Consider the fuel issue alone. A large boat I know of had new gas-turbines installed this year at a huge cost so they could go faster.

And go they did, reaching speeds of nearly 40 knots (about 70kmh). This is pretty quick for a boat more than 70m long.

Shame they were using 5000L of diesel PER HOUR to achieve this. Yikes.

The same yacht also travelled from the Balearic islands to the Channel islands off England to pick up guests who do not enjoy flying. Quite a taxi fare.

tented up. It's huge! see car bottom right.

tented up. It's huge! see car bottom right.

Another yacht I was helping to re-fit over the winter required a paintjob. All 48m of boat had the old paint sanded off and this is currently blowing around the Med somewhere.

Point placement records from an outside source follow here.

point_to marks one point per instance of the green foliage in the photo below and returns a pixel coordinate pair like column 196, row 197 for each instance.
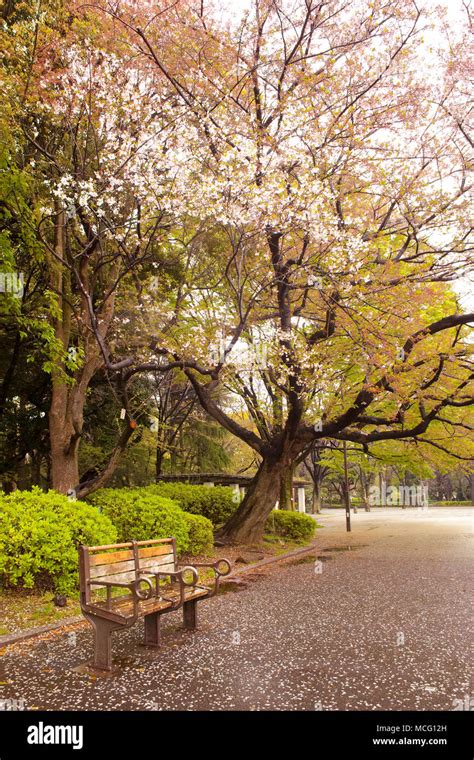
column 201, row 534
column 217, row 504
column 39, row 537
column 139, row 515
column 292, row 525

A dust-free environment was then required to complete the new spray job, so a giant plastic tent was stretched over scaffold to cover the entire yacht. A further 60-odd yachts got this same treatment in the yard. That’s a lot of plastic.

But what are you gonna do? Hundreds of new superyachts are currently in construction and now the price of diesel has lowered, very few owners are considering bio-diesel or the groovy green alternatives.

Do we boycott his horrid industry and go work for Greenpeace? They’re just going to hire some of the many eager new yachties waiting in the wings.

Beats me. But it’s worth thinking about.